Yes percentage wise the poor in Cali have more access to healthcare than the poor in Texas. And most people that post here come from the Houston suburbs such as Katy, Woodlands and Sugar Land. Places that have mostly well off people.
Lots of self employed entrepreneurs in Texas who forgo insurance due to cost. When my businesses started kicking I stuck with my day job mainly for the insurance and the insane paid time off I get.
That's the other issue. Many people who have health insurance in this country have health insurance where it still will nearly bankrupt them if they use it(get seriously injured or sick).
Eh I don't think that accounts for the difference. I think the state government of Texas cares more about attracting outside businesses more than investing in its own people.
You're making assumptions about Clutchfans and their location without knowing true data, but I get it. What is the definition of poor? is that a person/family with an income lower than the poverty line? do the homeless qualify as poor? If a homeless person goes to the hospital in Texas vs California, do they receive care and how is it paid?
So in california, if i meet someone who has an income of 0 to the poverty line of that area, do I assume they have health insurance?

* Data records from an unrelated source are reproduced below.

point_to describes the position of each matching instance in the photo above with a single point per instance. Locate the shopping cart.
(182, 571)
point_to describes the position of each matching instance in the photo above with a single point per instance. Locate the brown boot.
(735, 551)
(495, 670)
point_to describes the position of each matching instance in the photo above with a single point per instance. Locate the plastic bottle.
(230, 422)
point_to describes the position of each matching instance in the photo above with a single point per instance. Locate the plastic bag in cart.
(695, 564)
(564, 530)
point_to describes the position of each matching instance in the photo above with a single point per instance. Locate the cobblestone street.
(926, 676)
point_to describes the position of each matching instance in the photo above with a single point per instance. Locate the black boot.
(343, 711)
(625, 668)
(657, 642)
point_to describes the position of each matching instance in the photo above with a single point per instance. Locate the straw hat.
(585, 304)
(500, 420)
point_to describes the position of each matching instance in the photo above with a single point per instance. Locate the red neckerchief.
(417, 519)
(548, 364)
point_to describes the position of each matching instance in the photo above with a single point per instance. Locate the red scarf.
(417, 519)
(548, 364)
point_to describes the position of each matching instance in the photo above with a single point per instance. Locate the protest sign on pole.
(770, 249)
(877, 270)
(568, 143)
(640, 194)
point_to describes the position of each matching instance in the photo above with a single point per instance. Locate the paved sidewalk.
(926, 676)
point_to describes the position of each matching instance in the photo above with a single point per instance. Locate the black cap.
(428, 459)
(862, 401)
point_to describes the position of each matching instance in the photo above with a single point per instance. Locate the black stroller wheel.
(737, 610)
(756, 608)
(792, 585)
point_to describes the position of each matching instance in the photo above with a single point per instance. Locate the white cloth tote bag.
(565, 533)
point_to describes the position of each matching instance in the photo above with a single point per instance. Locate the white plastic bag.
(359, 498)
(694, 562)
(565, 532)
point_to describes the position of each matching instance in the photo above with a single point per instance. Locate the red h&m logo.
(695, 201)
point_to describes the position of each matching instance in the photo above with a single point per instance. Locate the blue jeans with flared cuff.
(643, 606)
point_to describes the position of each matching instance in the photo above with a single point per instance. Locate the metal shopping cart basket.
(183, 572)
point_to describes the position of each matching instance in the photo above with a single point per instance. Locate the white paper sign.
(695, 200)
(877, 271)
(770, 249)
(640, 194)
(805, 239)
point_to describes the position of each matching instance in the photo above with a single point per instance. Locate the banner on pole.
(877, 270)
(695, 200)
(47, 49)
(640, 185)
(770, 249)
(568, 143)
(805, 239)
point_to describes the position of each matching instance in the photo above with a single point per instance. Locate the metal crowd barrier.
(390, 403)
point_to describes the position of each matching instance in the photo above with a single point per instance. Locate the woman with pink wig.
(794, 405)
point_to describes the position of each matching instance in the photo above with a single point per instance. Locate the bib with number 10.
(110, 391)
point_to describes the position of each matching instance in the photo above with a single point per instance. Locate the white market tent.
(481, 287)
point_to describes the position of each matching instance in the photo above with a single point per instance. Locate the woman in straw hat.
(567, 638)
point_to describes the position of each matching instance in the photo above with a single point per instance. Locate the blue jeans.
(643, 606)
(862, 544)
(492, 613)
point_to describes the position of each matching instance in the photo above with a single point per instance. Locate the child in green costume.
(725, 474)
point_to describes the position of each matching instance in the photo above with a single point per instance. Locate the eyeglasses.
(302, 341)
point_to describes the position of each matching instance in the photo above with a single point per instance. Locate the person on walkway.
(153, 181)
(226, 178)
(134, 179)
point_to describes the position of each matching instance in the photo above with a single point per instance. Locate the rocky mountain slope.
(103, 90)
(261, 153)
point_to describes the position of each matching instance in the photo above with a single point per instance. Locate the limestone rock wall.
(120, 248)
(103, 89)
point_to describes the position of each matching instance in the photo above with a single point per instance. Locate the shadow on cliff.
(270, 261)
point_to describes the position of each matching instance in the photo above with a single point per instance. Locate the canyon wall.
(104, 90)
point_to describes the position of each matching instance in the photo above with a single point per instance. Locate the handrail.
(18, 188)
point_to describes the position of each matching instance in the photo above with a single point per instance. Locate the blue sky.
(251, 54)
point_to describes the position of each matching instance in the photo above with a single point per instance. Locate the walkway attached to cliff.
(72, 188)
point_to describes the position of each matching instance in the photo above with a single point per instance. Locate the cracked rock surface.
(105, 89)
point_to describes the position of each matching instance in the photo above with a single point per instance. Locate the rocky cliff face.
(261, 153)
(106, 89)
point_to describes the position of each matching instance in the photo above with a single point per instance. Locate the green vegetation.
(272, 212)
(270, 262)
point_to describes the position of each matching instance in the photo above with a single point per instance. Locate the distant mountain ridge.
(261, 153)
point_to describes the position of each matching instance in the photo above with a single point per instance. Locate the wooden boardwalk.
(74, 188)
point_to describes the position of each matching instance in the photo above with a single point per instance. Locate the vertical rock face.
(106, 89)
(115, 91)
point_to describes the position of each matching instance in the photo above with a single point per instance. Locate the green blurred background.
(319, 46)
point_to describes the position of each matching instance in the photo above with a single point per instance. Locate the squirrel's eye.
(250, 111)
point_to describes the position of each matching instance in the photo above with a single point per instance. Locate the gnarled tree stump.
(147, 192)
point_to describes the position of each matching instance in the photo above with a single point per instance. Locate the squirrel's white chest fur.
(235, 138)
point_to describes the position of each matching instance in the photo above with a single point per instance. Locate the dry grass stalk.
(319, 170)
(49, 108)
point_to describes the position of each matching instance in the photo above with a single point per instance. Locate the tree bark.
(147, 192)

I was wrong, Cobra is insurance for thosr that were previously part of a company sponsored health plan. It's also really expensive and truly meant to a gap between jobs that sponsor.
So brother, according to some here on Clutchfans, California is the more favorable state for you for insurance. would you move out of Texas?

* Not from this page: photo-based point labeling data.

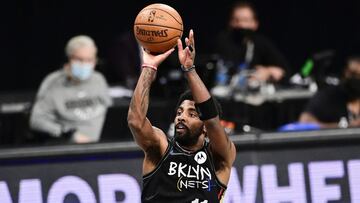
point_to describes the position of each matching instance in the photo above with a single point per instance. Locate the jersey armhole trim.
(166, 154)
(213, 167)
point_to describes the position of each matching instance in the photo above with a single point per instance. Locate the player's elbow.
(134, 121)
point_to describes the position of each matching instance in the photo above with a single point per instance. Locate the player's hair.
(78, 42)
(243, 4)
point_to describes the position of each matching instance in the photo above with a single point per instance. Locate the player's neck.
(195, 147)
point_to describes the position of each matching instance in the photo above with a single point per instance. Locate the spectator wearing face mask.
(242, 47)
(72, 102)
(337, 106)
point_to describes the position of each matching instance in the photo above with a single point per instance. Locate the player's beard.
(188, 138)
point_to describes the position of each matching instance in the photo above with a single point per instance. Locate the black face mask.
(238, 34)
(352, 87)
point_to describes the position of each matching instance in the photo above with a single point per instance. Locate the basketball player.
(186, 168)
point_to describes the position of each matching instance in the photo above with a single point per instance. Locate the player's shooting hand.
(187, 55)
(155, 60)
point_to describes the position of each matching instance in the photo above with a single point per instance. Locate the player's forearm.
(197, 87)
(140, 101)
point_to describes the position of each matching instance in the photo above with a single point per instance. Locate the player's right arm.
(150, 139)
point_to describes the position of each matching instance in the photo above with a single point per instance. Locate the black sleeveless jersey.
(183, 177)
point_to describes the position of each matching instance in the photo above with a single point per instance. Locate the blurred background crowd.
(69, 67)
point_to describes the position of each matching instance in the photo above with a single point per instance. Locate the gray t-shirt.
(63, 104)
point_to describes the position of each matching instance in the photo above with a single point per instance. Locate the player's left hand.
(187, 55)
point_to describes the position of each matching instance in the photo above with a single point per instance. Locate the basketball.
(157, 28)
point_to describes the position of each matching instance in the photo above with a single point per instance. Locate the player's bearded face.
(185, 136)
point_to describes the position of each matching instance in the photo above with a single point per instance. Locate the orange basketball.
(157, 27)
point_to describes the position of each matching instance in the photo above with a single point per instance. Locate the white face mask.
(81, 71)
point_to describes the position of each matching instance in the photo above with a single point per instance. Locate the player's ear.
(204, 131)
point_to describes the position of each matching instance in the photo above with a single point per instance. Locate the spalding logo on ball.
(157, 28)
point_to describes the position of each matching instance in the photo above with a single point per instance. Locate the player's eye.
(178, 113)
(193, 115)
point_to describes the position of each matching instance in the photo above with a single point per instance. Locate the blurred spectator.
(243, 48)
(72, 102)
(337, 106)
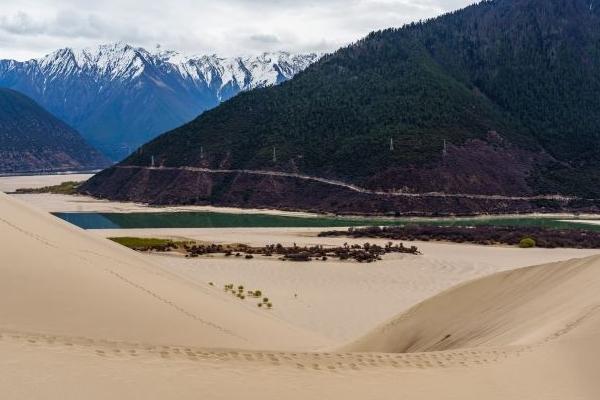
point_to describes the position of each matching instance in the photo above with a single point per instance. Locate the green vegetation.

Ok if a person in Texas without healthcare has to go see the doctor what would happen? Now the scenario is the same except the state is California. what happens? will they both be seen? will they both be billed for the services? will the costs be the same?

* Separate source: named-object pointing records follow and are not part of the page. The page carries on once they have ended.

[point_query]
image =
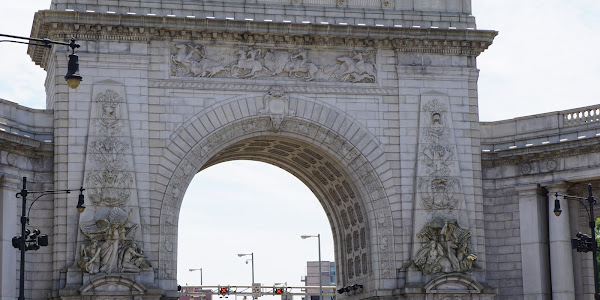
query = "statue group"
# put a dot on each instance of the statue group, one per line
(110, 247)
(445, 248)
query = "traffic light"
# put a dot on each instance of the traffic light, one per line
(223, 292)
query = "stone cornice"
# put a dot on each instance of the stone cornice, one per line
(551, 151)
(95, 26)
(326, 89)
(26, 146)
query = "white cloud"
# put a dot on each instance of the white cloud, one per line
(544, 58)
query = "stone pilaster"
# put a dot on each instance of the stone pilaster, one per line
(534, 242)
(561, 254)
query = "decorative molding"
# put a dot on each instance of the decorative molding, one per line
(265, 88)
(276, 106)
(197, 60)
(59, 24)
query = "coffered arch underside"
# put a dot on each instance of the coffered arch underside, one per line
(334, 158)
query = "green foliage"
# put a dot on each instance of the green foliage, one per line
(597, 233)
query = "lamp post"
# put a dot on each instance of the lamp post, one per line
(252, 259)
(318, 236)
(33, 241)
(583, 242)
(73, 78)
(200, 269)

From the wall street journal https://www.wsj.com/articles/some-c...nancial-reasons-state-emails-show-11603108814 Some California Hospitals Refused Covid-19 Transfers for Financial Reasons, State Emails Show Denials expose ways hospitals put finances ahead of pandemic response as coronavirus hospitalizations continue to surge Updated Oct. 19, 2020 1:37 pm ET Several large Southern California hospital systems improperly refused or delayed accepting Covid-19 patients based on their insurance status, according to internal emails among local and state government, hospital and emergency-response officials, leaving severely ill patients waiting for care and adding strain on hospitals overrun by the pandemic. Disaster-response experts said the refusals and delays exposed ways that some hospitals have put finances ahead of pandemic relief. Some instances might have violated a federal law that protects access to emergency care, while in other instances the actions ran counter to medical ethics, the experts said. “It is wrong to say ‘no’ if you have capacity” and an overrun hospital can’t provide proper care to the flood of patients coming through its doors, said Paul Biddinger, medical director for emergency preparedness at the Mass General Brigham hospital system in Boston. The emails identified four major hospital systems as refusing or delaying receiving transfer patients, but in some instances, denying hospitals weren’t named or quantified, so the total could be higher. In some cases, it couldn’t be determined whether more than one hospital in the system refused or delayed accepting patients.
It isn't. Some states are worse than others in terms of access to healthcare. Texas happens to be the worst state in this regard.
California hospitals refusing patients without health insurance because it's financially negative for them to accept it. Finding ways to deny them. DURING COVID Pretty logical.